Inhale a little deeper than usual. Exhale via your nostrils while closing your mouth and contracting your throat muscles. If done correctly, this should sound like ocean waves. You can also do this exercise by exhaling with your lips open and generating the sound "haa Make a similar sound with your lips closed and the air flowing out of your nasal passages. After some practice, you should be able to utilize the same technique while inhaling, gradually narrowing your throat as you inhale.
3. Skull Cleanser
This technique, also known as Kapalabhati Breathing, is another cleansing breath exercise that significantly boosts your energy level. It is similar to the Breath of Fire technique, but with a greater emphasis on the exhale and your arms straight up above your head to improve lymph circulation in the upper body.
Make the mudra of your choice using your hands. Try Apana Mudra for summoning the future, for example. Simply shape your hands into the shape of a dog's head, with the ring and middle fingers sitting in a triangle on your thumb and your pinkie and pointer finger sticking up immediately like ears.
4. Three Parts Breathing
This slow, smooth process is extremely calming and beneficial for sleeplessness, anxiety, tension, and stressful situations. Three-part breathing relaxes the mind and muscles. It's a great way to end a late-night practice or start a restorative practice.
Place one hand on your chest area and the other on your navel to begin. Breath into your chest, then your upper abdomen, and finally your belly, puffing it out like a balloon. Slowly exhale in the same manner, expelling the air from your gut, then your upper abdomen, then your chest.
5. Breath of fire
As the name suggests, this activity is highly warming. It stimulates Tapas, or heat, in the organs and warms the abdominal muscles. This is ideal for a detoxification-focused practice.
Practice Breath of Fire by sitting tall, inhaling gently through your nose, then vigorously pumping your exhale out through your nostrils while continuously and in short spurts pushing your navel in. Each pulls in with your abdomen causes you to exhale swiftly following the previous one. Even out your inhales and exhales in force, depth, and time.
6. Lion's Breath
This breath control workout stimulates a quick release and injects some fun into the exercise. This is one of the most enjoyable breathing exercises, especially for children. It's also a terrific addition to an adult class on Friday night or Saturday mornings when everyone is ready to let go of the week and enjoy the weekend.

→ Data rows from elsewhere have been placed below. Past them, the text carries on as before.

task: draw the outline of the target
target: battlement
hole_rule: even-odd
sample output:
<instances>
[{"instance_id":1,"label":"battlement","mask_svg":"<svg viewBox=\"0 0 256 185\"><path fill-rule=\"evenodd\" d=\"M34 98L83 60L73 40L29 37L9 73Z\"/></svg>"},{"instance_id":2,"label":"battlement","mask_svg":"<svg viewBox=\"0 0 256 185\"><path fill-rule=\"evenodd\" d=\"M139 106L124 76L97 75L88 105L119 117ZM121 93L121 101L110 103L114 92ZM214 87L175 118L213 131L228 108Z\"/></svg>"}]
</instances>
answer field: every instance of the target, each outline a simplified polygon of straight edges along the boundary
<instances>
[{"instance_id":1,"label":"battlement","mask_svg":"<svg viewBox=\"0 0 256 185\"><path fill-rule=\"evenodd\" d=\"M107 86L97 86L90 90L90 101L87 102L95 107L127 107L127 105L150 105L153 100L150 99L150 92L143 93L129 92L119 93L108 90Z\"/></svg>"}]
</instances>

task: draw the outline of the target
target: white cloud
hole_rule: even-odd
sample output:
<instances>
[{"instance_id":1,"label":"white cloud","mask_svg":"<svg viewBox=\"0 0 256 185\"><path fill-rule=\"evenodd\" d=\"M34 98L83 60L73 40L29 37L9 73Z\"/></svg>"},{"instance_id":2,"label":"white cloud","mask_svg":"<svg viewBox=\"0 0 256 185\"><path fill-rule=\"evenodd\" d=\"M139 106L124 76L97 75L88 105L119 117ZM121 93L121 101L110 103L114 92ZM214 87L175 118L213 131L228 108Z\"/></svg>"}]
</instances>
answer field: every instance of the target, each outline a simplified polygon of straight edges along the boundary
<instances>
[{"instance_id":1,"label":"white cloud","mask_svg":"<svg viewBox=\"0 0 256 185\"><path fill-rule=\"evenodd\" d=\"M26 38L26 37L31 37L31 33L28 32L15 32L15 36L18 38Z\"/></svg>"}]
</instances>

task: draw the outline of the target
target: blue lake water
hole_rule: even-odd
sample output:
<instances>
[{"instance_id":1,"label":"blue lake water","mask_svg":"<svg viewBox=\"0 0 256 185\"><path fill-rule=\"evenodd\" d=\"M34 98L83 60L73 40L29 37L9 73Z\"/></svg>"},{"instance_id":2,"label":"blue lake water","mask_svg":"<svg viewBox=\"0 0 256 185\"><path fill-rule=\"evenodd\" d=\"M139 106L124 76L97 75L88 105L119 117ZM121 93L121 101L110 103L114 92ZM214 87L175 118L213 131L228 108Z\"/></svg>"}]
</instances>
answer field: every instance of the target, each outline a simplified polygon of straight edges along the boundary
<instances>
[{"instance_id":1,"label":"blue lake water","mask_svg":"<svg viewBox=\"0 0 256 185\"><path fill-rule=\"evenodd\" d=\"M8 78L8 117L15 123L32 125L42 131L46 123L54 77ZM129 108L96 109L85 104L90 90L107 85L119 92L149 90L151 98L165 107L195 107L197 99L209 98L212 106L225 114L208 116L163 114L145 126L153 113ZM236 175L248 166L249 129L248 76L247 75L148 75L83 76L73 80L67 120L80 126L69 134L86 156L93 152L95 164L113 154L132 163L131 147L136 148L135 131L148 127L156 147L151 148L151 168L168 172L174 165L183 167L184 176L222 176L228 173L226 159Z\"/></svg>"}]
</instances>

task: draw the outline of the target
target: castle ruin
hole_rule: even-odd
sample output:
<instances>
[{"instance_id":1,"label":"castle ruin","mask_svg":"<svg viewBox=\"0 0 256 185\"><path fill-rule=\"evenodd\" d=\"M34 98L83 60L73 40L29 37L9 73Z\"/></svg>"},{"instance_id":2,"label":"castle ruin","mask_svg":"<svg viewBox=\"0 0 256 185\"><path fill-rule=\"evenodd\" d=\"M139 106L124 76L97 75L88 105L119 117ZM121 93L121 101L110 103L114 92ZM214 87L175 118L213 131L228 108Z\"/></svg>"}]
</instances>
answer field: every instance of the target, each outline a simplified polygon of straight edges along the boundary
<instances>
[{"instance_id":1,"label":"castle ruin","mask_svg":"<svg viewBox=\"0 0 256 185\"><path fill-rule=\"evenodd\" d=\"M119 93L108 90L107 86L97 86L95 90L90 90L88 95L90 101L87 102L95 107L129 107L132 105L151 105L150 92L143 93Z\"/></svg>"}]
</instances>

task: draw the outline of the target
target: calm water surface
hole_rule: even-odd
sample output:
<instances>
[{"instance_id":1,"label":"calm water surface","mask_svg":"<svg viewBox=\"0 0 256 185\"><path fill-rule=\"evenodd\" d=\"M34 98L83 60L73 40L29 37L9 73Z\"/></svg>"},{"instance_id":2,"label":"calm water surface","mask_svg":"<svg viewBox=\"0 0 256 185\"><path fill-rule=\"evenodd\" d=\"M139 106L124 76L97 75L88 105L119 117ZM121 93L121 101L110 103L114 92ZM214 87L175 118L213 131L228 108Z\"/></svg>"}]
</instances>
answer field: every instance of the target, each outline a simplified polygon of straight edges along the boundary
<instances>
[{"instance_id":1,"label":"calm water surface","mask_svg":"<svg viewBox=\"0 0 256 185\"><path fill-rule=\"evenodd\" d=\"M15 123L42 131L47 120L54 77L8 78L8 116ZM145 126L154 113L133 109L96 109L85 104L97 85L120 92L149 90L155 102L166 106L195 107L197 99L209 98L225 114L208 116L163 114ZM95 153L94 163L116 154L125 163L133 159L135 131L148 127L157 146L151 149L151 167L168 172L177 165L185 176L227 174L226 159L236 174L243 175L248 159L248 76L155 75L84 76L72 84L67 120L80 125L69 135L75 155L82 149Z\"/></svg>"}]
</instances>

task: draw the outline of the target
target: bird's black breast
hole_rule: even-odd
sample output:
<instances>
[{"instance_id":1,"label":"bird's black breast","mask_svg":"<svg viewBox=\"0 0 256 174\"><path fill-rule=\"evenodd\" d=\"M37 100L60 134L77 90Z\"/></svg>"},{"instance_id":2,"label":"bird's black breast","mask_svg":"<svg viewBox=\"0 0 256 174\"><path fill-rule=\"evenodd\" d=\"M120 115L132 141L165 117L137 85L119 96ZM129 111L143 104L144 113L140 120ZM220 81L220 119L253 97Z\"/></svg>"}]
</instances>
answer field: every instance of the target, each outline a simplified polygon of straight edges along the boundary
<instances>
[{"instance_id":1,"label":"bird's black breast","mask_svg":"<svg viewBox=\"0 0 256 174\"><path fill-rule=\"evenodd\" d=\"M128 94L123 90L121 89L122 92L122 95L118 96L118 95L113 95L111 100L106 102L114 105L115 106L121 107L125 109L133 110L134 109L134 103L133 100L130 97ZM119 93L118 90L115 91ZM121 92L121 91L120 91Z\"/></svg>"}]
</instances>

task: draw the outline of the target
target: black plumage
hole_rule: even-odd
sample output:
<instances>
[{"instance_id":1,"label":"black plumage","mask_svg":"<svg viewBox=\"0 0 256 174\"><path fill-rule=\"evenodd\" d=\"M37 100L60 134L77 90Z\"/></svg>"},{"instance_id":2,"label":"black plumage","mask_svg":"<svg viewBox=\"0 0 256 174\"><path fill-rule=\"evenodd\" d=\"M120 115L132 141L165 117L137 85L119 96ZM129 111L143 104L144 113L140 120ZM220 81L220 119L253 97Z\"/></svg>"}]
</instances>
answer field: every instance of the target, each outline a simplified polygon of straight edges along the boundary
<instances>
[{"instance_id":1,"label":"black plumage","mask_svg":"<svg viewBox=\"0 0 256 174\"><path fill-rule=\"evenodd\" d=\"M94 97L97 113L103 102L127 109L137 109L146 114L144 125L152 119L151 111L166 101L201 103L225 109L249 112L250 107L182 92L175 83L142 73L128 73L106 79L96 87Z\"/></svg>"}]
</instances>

To perform Lion's Breath, inhale deeply through your nose before leaning back and opening your lips wide to exhale loudly while sticking your tongue out. To enhance the relaxing effects, try doing this while raising your arms on the inhale and making cactus arms on the exhale.
7. Bellows Breathing
Bellows Breath is extremely stimulating and an excellent method to start an early morning Power yoga practice or wake oneself up in the middle of a meeting or long lecture. Raise your hands to the sky in small fists or with your fingers spread wide. Inhale via your lips, then exhale by dropping your elbows into your side body and making a "HA" sound from the bottom of your diaphragm. Don't be scared to be loud here; it's tremendously liberating and immediately relieves any pent-up energy, stagnation, or disappointments.
8. Lunar breath
Inhale through the left nostril and exhale through the right for at least six breaths and up to ten minutes. This cooling breath action aids in pitta reduction. It should not be used by persons who are depressed, have mental disorders, abundant mucus, or have sluggish digestion.